Solutions Mired in Politics
Florida is a state convulsed by political winds. And the debate over what causes red tide, entirely natural or human-caused is a hot issue. (photo – Chris O’Meara, AP Photo)
But what appears to be different with this red tide season is the collision between two of Florida’s biggest money makers. The State’s Beach Tourism Industry pitted against Big Agriculture aka the powerful sugar lobby. With coastal beaches abandoned, the owners of resorts, tour operators, restaurants, etc. are losing millions and they are not staying quiet.
“I lost thousands and thousands of dollars in 2016,” said Irene Gomes owner of the Driftwook Motel in Jensen Beach as she holds a cloth to her nose. Red tide “affects not just that season, that week, those months. It’s affecting future income.”
Tourism vs Sugar
Many in tourism have pointed the finger at the huge sugar companies with fields around Lake Okeechobee as the source of the agricultural runoff feeding red tides. They have a lot of scientific data to back up their claim. Of course U.S. Sugar fights back. (photo – TC Millslod_)

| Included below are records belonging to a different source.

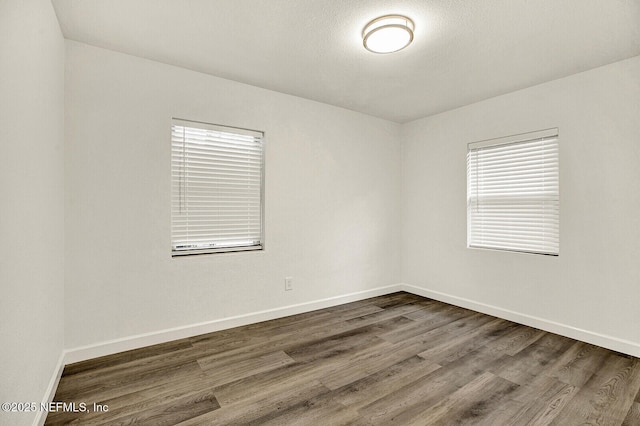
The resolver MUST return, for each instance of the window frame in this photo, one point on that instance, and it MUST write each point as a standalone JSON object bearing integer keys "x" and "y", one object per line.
{"x": 260, "y": 245}
{"x": 549, "y": 246}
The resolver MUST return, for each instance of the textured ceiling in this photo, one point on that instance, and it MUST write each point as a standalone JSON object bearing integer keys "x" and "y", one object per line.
{"x": 464, "y": 50}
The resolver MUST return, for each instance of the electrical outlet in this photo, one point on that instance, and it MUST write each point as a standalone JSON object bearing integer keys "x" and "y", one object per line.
{"x": 288, "y": 283}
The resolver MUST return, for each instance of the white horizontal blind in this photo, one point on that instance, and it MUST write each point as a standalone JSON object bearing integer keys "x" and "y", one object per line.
{"x": 513, "y": 193}
{"x": 216, "y": 195}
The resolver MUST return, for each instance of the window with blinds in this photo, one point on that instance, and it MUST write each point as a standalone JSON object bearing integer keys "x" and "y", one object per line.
{"x": 513, "y": 193}
{"x": 216, "y": 188}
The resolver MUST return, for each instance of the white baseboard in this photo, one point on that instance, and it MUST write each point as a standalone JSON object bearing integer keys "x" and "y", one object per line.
{"x": 162, "y": 336}
{"x": 41, "y": 415}
{"x": 609, "y": 342}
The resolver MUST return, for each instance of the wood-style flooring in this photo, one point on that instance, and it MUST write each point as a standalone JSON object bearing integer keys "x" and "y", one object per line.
{"x": 395, "y": 359}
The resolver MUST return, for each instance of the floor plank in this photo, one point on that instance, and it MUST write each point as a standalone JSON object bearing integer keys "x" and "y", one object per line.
{"x": 393, "y": 359}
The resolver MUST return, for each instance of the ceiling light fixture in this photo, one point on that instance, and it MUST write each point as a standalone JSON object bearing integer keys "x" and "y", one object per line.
{"x": 388, "y": 34}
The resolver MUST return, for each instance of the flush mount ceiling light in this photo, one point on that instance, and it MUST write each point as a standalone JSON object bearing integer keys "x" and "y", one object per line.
{"x": 388, "y": 34}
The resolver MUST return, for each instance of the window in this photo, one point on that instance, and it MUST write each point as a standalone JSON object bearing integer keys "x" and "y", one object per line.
{"x": 513, "y": 196}
{"x": 217, "y": 178}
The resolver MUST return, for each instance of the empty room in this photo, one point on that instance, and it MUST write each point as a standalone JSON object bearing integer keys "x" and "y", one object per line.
{"x": 320, "y": 212}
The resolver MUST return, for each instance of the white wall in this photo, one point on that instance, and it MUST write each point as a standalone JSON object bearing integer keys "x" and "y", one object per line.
{"x": 592, "y": 289}
{"x": 332, "y": 200}
{"x": 31, "y": 209}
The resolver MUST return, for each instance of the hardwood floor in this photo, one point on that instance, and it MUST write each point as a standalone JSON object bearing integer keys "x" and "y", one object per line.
{"x": 395, "y": 359}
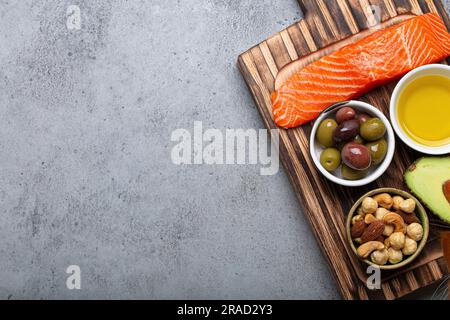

“We share in the frustration over the Lake Okeechobee discharges,” the company said. “We want to collaborate in finding solutions that improve water storage and reduce the risk of discharges occurring again. But reckless and mean-spirited attacks — which are part of their ongoing vendetta against sugarcane farmers — misdirect the focus away from any meaningful discussion of the facts that will lead us to real solutions. That these radicals are blaming a single company, U.S. Sugar, for systemic regional problems wrought by over 100 years of change is utterly ridiculous.” Blah, Blah, Blah..
The final conclusion is that yes, red tide is a natural occurrence but its frequency and intensity are increasing every year; that is almost assuredly a result of human activity. As Donald Anderson, director of the U.S. National Office for Harmful Algal Blooms. “The answer is probably some of both”
Florida’s politicians and lobbyist have plenty of time to debate because this red tide state of emergency does not seem to be ending anytime soon. In fact that last big one in 2006 lasted eighteen months.
The White House gave its approval to the construction of a massive reservoir to capture overflow from Lake Okeechobee and hopefully spare the downstream waterways and coastline of Florida from future harmful “Red Tide” algae blooms like the one that we are witnessing now. The plan has now been sent to Congress for inclusion in its Water Resources Development Act, which is expected to be approved by year’s end.
“You couldn’t get any more compelling of an argument for the project than seeing this algae bloom,” said Daniel Andrews, executive director for the Fort Myers-based Captains for Clean Water. “We’ve been fighting hard for it.”